• Stephen Kim Agrees to Plea Deal in North Korea Leak Case


    Yesterday I wondered whether the infamous “Friday afternoon news dump” was overblown. Put simply, does releasing embarrassing stuff on Friday really reduce the amount of coverage it gets? I’m skeptical.

    Today, bmaz says the news dump is alive and well. Stephen Jin-Woo Kim, who was fingered last year as the guy who leaked North Korean intel to a reporter, agreed to a plea deal this afternoon:

    As you may recall, this is the infamous case where the Obama/Holder DOJ was caught classifying a journalist, James Rosen of Fox News, as an “aider and abettor” of espionage….The fully justifiable uproar over the Rosen treatment by DOJ eventually led to “new guidelines” being issued by the DOJ. The new guidelines are certainly a half step in the right direction, but wholly unsatisfactory for the breadth and scope of the current Administration’s attack on the American free press.

    But now the case undergirding the discussion in the Stephen Kim case will be shut down, and the questions that could play out in an actual trial quashed.
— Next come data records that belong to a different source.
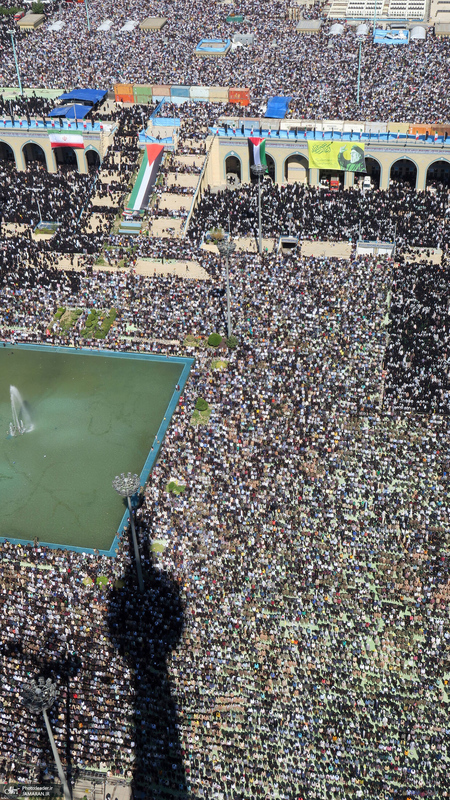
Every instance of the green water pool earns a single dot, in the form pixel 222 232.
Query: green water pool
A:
pixel 95 415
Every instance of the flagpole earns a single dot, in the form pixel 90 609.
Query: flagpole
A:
pixel 359 74
pixel 16 61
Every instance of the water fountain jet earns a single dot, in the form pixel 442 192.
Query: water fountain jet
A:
pixel 21 420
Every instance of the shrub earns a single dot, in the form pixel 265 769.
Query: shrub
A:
pixel 214 339
pixel 7 12
pixel 216 234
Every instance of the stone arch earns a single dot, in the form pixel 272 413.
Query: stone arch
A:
pixel 438 171
pixel 233 166
pixel 271 167
pixel 374 170
pixel 34 153
pixel 7 154
pixel 66 158
pixel 404 169
pixel 296 168
pixel 93 160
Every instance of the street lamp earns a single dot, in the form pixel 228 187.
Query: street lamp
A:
pixel 37 201
pixel 259 170
pixel 11 32
pixel 127 486
pixel 87 16
pixel 225 248
pixel 359 73
pixel 290 217
pixel 39 696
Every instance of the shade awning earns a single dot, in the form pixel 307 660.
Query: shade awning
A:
pixel 74 111
pixel 277 107
pixel 91 96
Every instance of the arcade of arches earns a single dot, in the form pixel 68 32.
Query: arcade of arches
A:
pixel 32 153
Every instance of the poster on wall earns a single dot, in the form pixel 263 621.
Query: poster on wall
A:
pixel 348 157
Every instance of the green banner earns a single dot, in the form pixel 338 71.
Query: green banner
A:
pixel 335 155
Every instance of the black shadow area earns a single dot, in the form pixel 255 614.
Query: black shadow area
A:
pixel 417 358
pixel 145 628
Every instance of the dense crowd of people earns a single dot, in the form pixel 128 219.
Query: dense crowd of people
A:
pixel 301 601
pixel 411 218
pixel 292 638
pixel 397 83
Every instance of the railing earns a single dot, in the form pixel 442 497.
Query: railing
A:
pixel 197 190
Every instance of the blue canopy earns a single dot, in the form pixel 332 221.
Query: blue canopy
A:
pixel 277 107
pixel 74 111
pixel 92 96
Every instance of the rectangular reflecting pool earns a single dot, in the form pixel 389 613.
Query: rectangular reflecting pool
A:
pixel 94 414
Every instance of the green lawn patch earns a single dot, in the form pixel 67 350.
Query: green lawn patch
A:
pixel 98 323
pixel 219 363
pixel 175 488
pixel 68 318
pixel 214 339
pixel 192 341
pixel 158 546
pixel 201 413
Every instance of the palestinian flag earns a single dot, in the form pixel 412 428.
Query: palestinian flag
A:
pixel 146 177
pixel 257 151
pixel 66 140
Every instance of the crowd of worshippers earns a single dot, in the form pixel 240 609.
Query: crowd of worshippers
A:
pixel 396 83
pixel 400 213
pixel 294 632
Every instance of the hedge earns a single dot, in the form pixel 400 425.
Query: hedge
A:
pixel 214 339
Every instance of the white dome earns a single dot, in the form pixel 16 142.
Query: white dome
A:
pixel 337 29
pixel 418 32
All nice and tidy!

    You can read more about it here. But I’m not sure this says much about the Friday news dump. I don’t think anyone really expected this case to go to trial, given the fact that Kim basically confessed, and I doubt that today’s announcement would have gotten a lot of attention no matter when it had happened. It’s the kind of thing that bmaz and I are interested in, but for most people it’s just a routine follow-up to a story they barely even heard about in the first place.
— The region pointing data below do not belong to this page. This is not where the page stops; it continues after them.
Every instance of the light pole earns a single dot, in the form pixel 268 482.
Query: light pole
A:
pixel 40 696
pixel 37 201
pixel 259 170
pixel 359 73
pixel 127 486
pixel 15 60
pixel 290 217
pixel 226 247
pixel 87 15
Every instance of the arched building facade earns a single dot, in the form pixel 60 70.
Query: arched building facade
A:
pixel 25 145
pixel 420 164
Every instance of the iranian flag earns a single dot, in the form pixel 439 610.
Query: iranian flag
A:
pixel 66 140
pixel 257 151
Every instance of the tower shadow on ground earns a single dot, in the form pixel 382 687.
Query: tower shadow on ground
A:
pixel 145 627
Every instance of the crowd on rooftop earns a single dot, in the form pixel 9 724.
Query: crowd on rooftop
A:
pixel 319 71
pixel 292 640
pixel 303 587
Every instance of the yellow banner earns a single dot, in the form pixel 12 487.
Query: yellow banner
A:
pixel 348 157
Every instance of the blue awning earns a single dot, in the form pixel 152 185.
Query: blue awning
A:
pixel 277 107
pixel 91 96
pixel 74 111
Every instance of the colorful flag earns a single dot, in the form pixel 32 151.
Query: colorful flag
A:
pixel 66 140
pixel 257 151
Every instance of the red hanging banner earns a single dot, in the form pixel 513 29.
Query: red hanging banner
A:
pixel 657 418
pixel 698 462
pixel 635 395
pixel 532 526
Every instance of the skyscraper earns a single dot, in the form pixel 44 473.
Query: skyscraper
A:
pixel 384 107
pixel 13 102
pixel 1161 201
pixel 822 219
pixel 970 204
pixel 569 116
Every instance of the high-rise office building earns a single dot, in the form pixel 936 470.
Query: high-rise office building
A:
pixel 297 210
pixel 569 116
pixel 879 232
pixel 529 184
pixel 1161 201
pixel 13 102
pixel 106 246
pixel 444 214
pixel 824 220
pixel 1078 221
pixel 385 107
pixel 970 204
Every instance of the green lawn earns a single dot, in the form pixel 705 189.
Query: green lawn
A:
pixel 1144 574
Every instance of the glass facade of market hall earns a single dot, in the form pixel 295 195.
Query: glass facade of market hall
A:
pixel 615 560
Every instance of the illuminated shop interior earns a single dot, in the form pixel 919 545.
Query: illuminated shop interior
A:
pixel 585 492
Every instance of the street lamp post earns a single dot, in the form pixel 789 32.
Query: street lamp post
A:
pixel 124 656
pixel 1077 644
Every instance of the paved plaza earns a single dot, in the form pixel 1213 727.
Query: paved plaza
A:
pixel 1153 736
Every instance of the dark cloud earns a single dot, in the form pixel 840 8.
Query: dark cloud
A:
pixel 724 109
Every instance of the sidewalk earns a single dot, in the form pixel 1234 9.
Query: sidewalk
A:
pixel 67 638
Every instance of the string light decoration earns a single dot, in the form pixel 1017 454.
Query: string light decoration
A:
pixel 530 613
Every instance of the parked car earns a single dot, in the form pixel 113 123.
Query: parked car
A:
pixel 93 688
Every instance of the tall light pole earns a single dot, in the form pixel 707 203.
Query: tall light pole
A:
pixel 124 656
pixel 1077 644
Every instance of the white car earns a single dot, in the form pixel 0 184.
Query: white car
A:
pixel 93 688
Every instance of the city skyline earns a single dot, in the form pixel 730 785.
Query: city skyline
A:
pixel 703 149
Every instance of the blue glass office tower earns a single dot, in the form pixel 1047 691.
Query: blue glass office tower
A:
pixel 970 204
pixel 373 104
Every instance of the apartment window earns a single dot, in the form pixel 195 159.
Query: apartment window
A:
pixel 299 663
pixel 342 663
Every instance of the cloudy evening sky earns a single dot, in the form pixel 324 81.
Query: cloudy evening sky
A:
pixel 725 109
    Plus the news dump didn’t work! This story isn’t getting banner headlines or anything, but right now it’s on the front page of the New York Times, the Washington Post, Fox News Politics, Politico, and USA Today. On the wire service side, both AP and Reuters have moved pieces about the plea deal. That’s about as much attention as something like this was ever likely to get.

  • In Rare Break With Tradition, Congress Might Actually Do Something Constructive Soon


    In 1997, in an effort to rein in rising Medicare spending, Congress created a formula for paying doctors called the “sustainable growth rate” (SGR). Unfortunately, a few years later, this formula started calling not for sustainable growth, but for actual pay cuts. Doctors went ballistic, and Congress hastily passed a “doc fix” that deferred the scheduled cuts. Then they did the same thing the next year, and the year after that—and then in every year since then. At this point, the SGR is obviously deader than the proverbial doornail, but officially killing it would also officially count as a spending increase, which would officially increase the deficit by a lot. Nobody wants to face up to that, so every year Congress just passes a temporary extension to the doc fix and calls it a day.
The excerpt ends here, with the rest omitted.